Dan O'Connor - 'Progressive management changes'
Dan O'Connor - 'Progressive management changes'

Finance Minister Brian Lenihan has said AIB's managing director and chairman are to step down. Chairman Dan O'Connor will step down within the coming weeks, while managing director Colm Doherty will also leave the bank before the end of the year.

Brian Lenihan said that in conjunction with the recapitalisation of the bank, he expected progressive management and board changes at AIB.

Read the Minister's statement here

The Minister said that AIB would need a further €3 billion on top of existing state funds being converted into shares.

The Financial Regulator says it has updated its assessment of the bank's capital requirements, raising it from €7.4 billion to €10.4 billion.

That is likely to push the Government's shareholding to a majority stake - potentially over 90%. But the bank will retain a stock market listing.

Shares in the bank fell sharply in Dublin in response to the announcement, though they regained some ground later in the day. See how the shares performed here

AIB said that a €5.4 billion equity capital raising would be launched in November and completed before December. The raising will be fully underwritten by the National Pensions Reserve Fund Commission at a fixed price of 50 cent per new ordinary share.
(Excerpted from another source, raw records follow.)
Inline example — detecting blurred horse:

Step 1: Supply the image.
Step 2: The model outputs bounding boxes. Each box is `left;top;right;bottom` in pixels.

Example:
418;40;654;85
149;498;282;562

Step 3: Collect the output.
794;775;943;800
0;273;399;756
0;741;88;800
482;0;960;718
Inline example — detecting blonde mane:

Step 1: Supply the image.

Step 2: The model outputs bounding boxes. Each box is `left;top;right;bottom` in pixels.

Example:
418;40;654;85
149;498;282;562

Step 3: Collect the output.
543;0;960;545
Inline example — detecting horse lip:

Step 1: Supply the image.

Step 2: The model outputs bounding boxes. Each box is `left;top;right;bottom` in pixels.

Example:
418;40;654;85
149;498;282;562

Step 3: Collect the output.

This represents a discount of over 9% to the bank's closing price yesterday.

The Minister said that if necessary, the National Pension Reserve Fund Commission's commitment will be met through a new cash contribution to up to €3.7 billion for new ordinary shares from existing cash resources of the commission and by the conversion of up to €1.7 billion of the existing 2009 preference shares held by the commission.
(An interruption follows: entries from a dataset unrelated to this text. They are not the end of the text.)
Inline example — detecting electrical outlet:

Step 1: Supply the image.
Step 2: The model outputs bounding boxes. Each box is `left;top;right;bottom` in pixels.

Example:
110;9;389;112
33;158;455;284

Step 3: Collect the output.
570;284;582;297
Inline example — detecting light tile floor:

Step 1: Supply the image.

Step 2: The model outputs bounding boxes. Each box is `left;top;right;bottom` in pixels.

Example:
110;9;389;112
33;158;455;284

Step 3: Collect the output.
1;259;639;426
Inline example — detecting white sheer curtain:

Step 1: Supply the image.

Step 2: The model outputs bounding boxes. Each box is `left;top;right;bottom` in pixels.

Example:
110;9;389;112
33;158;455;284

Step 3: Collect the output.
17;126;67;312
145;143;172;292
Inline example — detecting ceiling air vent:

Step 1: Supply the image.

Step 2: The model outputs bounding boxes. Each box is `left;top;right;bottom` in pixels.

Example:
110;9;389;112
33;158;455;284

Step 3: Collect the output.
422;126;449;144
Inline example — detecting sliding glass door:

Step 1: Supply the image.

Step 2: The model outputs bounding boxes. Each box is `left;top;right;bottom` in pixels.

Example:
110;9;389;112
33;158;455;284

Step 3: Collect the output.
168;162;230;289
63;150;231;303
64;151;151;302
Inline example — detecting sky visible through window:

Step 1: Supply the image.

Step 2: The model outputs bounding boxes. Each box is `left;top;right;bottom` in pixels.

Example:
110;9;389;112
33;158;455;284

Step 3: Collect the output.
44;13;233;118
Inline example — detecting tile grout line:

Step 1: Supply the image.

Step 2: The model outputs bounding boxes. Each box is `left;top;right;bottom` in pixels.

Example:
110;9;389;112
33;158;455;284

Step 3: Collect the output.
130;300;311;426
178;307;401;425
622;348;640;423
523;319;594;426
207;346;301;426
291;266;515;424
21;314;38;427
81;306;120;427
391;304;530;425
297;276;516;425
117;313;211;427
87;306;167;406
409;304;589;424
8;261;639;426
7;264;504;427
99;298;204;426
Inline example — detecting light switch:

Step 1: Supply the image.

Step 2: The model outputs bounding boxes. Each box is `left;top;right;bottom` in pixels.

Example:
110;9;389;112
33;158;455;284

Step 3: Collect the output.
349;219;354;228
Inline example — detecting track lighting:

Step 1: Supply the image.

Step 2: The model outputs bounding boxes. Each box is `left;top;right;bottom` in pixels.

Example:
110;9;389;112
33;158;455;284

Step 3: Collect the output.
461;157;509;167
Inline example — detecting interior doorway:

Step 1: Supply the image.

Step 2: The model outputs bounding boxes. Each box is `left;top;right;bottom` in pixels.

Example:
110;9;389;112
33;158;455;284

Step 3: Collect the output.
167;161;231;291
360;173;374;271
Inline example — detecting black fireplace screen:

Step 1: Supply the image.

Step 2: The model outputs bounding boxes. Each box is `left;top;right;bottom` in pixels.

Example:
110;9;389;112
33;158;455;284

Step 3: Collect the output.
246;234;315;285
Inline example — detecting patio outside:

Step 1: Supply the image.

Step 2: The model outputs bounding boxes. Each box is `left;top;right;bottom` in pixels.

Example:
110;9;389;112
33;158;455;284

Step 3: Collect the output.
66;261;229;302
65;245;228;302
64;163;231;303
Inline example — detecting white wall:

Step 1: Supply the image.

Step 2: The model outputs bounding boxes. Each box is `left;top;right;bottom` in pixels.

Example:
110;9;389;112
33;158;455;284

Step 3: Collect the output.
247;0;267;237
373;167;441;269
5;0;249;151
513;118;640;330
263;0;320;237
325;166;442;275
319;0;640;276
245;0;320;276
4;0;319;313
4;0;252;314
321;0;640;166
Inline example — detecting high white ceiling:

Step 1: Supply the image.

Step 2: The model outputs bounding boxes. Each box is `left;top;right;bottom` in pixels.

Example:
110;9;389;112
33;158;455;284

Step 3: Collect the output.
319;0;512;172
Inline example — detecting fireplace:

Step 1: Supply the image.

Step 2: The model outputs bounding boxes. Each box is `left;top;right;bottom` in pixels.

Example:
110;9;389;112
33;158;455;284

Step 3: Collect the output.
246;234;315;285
The terms of the capital raising are subject to the approval of the European Commission, the bank's shareholders and other regulatory authorities.

Mr Lenihan said that the high level of support being provided to AIB, as an institution, is 'absolutely necessary' given the central role that the bank plays in the economy and in the Irish financial system.
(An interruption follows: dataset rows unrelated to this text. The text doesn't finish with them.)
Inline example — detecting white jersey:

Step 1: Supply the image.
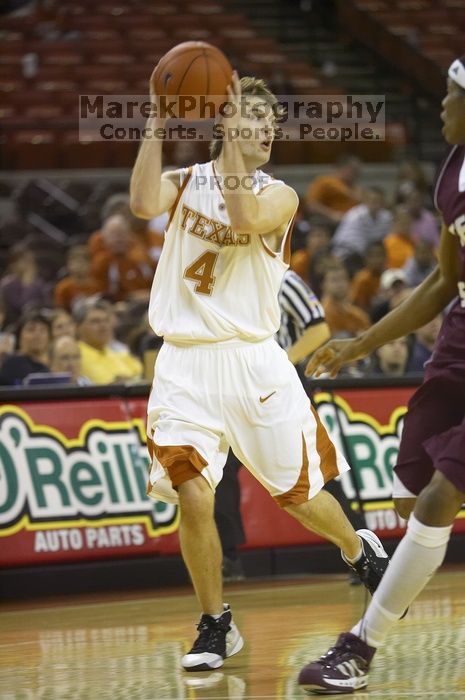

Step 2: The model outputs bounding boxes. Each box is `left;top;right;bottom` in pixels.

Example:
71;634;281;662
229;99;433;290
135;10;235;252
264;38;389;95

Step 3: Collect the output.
148;161;296;344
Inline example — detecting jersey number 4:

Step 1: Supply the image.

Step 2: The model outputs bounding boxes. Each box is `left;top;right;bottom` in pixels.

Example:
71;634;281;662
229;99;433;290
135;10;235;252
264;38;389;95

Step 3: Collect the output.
184;251;219;295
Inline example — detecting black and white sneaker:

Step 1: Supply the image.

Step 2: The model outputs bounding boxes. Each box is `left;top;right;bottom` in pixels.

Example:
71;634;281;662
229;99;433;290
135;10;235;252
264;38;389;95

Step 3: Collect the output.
181;603;244;672
342;529;389;595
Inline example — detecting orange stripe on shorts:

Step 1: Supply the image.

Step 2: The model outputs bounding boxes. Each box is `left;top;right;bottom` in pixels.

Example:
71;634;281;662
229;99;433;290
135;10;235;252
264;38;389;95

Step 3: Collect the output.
274;433;310;507
310;403;340;483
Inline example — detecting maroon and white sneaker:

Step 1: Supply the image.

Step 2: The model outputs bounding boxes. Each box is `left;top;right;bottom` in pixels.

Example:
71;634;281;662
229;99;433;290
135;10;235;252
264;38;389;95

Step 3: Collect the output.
298;632;376;694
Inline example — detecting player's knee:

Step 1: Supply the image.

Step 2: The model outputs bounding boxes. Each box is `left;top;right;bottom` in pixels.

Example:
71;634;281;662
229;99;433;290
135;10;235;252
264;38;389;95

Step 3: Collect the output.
393;497;416;520
178;474;214;521
416;472;464;522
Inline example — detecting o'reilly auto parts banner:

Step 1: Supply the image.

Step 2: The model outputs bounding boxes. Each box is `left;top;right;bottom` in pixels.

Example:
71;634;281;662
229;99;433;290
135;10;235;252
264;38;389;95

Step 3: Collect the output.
1;388;464;567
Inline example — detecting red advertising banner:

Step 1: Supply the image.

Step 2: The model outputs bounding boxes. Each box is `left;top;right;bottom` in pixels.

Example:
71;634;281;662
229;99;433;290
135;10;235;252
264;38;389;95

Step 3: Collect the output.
0;386;463;567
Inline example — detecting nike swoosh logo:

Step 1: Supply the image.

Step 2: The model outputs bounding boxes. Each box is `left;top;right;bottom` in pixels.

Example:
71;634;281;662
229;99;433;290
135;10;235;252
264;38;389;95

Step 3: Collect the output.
259;391;276;403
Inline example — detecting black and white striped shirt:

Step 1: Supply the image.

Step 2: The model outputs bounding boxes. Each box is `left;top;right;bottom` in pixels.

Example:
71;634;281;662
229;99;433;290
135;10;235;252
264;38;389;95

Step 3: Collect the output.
277;270;325;351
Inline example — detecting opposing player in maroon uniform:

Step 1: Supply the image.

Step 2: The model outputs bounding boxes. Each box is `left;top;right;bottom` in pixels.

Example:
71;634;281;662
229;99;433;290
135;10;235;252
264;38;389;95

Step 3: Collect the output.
298;56;465;694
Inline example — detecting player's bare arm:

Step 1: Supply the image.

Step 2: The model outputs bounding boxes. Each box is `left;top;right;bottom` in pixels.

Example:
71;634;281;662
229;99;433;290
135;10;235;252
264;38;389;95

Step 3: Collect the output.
287;322;330;365
306;223;461;378
216;71;298;235
130;77;180;219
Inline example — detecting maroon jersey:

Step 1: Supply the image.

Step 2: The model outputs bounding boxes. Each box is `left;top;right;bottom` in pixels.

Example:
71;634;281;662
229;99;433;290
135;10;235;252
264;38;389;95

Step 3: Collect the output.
427;145;465;375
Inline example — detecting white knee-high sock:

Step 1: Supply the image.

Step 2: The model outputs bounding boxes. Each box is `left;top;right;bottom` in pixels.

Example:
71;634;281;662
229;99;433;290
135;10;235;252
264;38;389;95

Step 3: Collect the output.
351;513;452;648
He said that over the coming weeks he will be working closely with the board of the bank to ensure that AIB successfully overcomes its current challenges and develops a renewed strategic focus on the Irish market following the sale of its overseas operations.

AIB recently sold its Polish subsidiary BZWBK for €2.5 billion.

The general secretary of the IBOA union, Larry Broderick, said this morning's news 'should now extinguish the vain hope of avoiding majority State ownership which seems to have been key to the AIB board's policy of disposing of many of its prized assets'.

He said he hoped the Minister's plan for a new management team would lead to a re-evaluation of its policies, and urged AIB to reconsider especially the plan to sell off First Trust Bank in Northern Ireland and AIB's British arm.

'The board's proposal to go to the market in November to seek private investment would be further flawed if the prospectus on offer to would-be investors is for a Bank already shorn of many of its most attractive features,' Mr Broderick said.